Sunday, August 30, 2015

History and fiction combined

Award-winning author Lucia St. Clair Robson recommended that when you start writing a book, start with a pivotal event. “Think ‘the trouble started when…..”

Robson wrote her first historical novel, Ride the Wind, while working as a public librarian in Anne Arundel County, MD. It earned The Western Writers’ Golden Spur Award for best historical western and made the NY Times and Washington Post bestseller lists.

I heard her speak recently at a meeting of the Carroll County Chapter of the Maryland Writers' Association (MWA). She stressed the importance of thorough research and accuracy throughout her presentation.
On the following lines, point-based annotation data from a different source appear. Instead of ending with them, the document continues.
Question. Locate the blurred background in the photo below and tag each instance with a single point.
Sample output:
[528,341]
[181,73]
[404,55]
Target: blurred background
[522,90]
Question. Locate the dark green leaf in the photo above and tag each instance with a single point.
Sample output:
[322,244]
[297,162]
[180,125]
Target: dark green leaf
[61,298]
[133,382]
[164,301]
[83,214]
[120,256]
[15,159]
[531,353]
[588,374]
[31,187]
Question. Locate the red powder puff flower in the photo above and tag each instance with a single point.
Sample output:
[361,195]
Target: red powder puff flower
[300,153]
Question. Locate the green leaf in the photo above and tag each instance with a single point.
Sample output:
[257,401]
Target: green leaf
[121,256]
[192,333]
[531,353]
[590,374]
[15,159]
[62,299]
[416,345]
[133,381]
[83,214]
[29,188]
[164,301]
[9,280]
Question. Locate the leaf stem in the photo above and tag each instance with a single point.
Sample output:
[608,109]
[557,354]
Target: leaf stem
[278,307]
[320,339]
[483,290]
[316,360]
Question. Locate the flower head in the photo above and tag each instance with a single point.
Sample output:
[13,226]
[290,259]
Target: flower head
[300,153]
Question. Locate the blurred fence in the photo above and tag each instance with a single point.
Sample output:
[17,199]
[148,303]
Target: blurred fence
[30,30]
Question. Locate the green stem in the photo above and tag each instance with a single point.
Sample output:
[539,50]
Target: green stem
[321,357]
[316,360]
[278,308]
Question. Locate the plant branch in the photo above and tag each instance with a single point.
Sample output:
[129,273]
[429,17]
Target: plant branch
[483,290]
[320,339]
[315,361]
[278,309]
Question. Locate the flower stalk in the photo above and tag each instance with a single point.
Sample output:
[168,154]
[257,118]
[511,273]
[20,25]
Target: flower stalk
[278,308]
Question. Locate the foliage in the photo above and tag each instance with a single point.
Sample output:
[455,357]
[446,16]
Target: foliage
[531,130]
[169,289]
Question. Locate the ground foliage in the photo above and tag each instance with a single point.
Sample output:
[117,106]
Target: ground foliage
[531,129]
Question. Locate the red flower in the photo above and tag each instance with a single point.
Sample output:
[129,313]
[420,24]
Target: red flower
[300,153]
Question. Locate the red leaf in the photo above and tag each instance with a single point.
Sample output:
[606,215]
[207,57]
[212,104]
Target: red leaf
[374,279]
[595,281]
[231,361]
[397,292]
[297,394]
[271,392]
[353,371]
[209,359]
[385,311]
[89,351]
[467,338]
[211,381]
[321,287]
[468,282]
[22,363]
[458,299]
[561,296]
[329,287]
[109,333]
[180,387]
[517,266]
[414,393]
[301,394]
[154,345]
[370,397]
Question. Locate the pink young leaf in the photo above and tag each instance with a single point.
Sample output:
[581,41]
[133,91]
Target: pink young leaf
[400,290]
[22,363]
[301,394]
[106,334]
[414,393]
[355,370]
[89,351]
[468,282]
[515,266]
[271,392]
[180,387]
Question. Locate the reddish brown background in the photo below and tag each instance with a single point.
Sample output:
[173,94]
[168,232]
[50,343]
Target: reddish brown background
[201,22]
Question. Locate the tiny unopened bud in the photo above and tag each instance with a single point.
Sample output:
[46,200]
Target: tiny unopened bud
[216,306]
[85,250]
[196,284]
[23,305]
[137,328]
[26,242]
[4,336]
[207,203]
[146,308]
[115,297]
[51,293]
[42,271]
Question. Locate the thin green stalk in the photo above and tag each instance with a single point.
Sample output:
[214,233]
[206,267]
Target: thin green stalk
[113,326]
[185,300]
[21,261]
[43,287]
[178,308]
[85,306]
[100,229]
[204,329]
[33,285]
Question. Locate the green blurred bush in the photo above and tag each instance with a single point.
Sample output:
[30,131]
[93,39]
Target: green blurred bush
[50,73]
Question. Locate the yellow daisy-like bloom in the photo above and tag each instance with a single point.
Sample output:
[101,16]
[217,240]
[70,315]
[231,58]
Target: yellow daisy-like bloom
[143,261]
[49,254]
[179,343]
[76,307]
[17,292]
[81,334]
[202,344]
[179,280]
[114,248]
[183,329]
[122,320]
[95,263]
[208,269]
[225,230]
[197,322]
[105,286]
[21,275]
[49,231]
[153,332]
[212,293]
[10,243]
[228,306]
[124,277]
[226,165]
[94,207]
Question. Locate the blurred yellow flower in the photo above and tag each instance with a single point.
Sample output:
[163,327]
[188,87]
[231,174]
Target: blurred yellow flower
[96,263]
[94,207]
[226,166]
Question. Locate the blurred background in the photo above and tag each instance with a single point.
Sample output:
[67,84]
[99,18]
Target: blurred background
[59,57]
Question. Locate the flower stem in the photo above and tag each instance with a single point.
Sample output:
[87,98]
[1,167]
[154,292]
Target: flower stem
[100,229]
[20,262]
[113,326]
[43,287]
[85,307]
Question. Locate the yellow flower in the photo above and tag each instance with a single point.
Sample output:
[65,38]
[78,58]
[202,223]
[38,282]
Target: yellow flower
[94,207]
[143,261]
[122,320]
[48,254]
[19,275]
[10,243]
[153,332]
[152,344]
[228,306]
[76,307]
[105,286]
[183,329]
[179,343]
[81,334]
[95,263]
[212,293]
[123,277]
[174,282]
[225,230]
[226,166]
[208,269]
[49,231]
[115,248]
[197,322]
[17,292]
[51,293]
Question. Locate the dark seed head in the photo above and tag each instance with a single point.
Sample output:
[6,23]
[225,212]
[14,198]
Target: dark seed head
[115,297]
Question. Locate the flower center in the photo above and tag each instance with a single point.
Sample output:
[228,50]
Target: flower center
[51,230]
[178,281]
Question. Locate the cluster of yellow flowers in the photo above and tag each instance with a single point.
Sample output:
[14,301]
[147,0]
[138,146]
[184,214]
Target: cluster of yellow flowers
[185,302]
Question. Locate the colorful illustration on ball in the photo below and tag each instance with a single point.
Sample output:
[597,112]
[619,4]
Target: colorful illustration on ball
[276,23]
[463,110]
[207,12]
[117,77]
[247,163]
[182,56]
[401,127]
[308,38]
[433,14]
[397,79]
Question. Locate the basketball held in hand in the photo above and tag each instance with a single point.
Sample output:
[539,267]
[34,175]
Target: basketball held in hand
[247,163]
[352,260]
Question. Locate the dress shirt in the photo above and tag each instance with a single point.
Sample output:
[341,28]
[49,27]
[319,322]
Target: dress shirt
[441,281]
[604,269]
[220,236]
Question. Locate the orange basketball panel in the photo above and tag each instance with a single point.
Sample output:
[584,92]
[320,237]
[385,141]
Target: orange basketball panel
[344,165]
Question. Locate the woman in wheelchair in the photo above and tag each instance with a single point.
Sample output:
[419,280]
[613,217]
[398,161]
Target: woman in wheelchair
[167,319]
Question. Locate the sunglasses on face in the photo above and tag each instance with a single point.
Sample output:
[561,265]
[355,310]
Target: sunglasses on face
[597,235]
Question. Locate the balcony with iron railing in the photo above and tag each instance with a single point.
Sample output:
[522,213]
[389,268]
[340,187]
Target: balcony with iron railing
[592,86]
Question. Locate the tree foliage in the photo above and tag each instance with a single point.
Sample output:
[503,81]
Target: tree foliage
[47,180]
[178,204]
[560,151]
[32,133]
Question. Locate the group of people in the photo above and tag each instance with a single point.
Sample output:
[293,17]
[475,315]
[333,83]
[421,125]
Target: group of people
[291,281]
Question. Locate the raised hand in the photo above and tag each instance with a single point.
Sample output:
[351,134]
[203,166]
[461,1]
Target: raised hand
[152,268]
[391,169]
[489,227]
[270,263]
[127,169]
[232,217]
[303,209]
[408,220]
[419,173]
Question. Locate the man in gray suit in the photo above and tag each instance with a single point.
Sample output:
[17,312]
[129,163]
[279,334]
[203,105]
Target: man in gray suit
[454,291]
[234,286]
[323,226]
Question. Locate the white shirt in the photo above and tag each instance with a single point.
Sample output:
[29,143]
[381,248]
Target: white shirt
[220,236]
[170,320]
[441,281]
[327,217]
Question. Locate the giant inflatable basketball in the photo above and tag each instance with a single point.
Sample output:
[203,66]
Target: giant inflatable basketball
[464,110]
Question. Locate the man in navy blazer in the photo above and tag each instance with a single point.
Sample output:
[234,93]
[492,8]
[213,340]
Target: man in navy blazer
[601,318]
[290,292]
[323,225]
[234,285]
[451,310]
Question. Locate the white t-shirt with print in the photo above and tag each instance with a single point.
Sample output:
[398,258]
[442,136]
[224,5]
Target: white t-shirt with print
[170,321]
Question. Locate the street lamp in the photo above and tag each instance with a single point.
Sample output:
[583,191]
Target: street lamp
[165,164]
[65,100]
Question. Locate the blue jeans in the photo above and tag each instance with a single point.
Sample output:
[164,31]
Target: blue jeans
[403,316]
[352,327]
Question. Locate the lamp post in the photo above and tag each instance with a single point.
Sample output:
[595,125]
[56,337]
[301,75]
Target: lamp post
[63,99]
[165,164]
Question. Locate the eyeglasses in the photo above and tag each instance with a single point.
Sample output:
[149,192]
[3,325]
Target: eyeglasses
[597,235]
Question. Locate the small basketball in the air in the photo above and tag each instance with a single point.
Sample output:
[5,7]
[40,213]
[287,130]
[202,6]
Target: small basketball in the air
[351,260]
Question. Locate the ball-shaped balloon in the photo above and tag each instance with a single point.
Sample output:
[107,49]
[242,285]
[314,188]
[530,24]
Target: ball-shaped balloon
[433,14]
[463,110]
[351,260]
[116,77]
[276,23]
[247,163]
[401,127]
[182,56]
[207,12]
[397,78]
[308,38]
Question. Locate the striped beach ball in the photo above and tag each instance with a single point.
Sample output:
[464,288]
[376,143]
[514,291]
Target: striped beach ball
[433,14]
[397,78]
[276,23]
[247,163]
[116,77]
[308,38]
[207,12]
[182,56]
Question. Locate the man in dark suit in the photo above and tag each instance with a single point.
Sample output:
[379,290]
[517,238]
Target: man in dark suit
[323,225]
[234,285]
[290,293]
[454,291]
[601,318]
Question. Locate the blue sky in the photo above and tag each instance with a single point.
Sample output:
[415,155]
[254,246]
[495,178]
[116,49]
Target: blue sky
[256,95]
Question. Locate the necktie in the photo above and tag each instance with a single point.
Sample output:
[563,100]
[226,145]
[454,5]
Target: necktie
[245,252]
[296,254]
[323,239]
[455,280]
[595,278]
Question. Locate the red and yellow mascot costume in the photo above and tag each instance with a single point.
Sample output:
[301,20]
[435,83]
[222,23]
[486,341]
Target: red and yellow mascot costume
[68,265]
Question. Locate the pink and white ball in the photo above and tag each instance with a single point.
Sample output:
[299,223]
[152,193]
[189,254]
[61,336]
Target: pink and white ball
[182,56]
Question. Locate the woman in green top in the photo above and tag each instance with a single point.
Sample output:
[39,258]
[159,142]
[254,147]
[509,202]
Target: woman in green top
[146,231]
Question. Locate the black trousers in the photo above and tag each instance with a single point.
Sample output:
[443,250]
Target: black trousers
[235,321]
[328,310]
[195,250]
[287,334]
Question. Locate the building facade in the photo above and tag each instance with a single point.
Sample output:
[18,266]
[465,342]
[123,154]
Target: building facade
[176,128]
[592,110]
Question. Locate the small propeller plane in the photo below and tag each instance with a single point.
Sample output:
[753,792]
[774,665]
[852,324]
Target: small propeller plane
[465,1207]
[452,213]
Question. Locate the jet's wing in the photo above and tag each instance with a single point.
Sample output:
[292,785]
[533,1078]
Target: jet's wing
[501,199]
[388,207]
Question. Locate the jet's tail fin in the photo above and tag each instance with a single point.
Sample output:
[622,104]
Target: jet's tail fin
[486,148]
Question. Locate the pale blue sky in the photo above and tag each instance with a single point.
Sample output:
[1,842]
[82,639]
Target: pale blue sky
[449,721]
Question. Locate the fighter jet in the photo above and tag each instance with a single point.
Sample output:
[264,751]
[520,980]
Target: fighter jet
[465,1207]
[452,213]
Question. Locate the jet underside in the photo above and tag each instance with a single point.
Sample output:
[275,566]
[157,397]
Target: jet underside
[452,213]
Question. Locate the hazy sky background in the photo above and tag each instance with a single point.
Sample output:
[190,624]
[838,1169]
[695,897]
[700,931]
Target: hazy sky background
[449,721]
You hope your sources are correct. You want to come to a greater truth – to create a reality. You try recreating their whole world, language, clothing, and what is happening around them. She likes to make a map of the area and use pushpins as her characters move.  Moving with them, seeing what they are seeing.

“We put words into dead people’s mouths,” she said, emphasizing the need for empathy, as well as accuracy.
 
Lucia St. Clair Robson signs a
book  for Lois Halley


Robson learned the importance of organizing your research material early in the process. She has developed a detailed system. Each of her projects has a letter. Each source has a number, allowing her to show where she found the information for each book.

However, everyone has to do what works for them, she said.

You may have everything planned and outlined and then a side character may take over or your research may reveal something you didn’t expect. You may be surprised by new information you find. She often is.

Ride the Wind is the story of Cynthia Ann Parker’s life after she was captured at 9 years old during a Comanche raid. 

She's also written eight more historical novels. They are:

Walk in my Soul  includes Cherokee Indians, a young Sam Houston and the Trail of Tears.

Light a Distant Fire - explores the Seminole and Miccosukee Indians as they take up arms against forced removal from their Florida homeland in the mid 19th century.

Tokaido Road is set in feudal Japan.

Mary's Land is takes place on the Maryland frontier of 1638.

Fearless is about Sarah Bowman who joined Zachary Taylor's forces as a laundress in 1846 and went with them into Mexico. Standing almost six feet tall, she became a familiar figure, riding through the smoke and gunfire of battle to retrieve the wounded.

Ghost Warrior is about Lozen, sometimes called the Apache Joan of Arc, warrior and shaman. It is set in the last half of the nineteenth century.

Shadow Patriots, a Novel of the Revolution. In the American colonies 1776 is a time of critical confrontation on the battlefield and off as people must choose between their king and a new country.

Lona Queen and Lucia St. Clair Robson
talk about writing techniques
Last Train from Cuernavaca includes the 1913 Mexican society and rebel leader, Emiliano Zapata.

Her books also include romance, but she stresses that since love is a vital part of history, she always includes it in her stories, but it’s not the focus of the story.

Besides doing thorough research, Robson said most importantly, write the best story you can to please yourself.

Historical fiction varies widely and includes such books as:
Elizabeth Wein’s Code Name Verity, Kathryn Stockett’s The Help, Christina Baker Kline’s The Orphan  Train, David Laskin’s The Children’s Blizzard, Khaled Hosseini’s The Kite Runner, Anita Diamant’s The Red Tent, Ellis Peters's Cadfael Chronicles, Daniel James Brown’s The Boys in the Boat (2015 Maryland One Book), Melanie Benjamin’s The Aviator’s Wife and Mary Ann Shaffer’s The Guernsey Literary and Potato Peel Pie Society.

I’ve read most of those listed above and others. Historical figures and events become much more real in these books, even knowing that the book is fiction. The author’s imagination lets me think more closely about what people might have been feeling. The details help put me in that time and place.

Historical fiction uses setting as a backdrop to the story, surrounding characters with social conditions and period details. As seen in the short list above, they can focus on war, a specific place during a certain time-period, a murder mystery, special event or historical figure. But all show how society of the time and place affected the characters.


Historic fiction brings facts to life and Lucia St. Clair Robson does this well.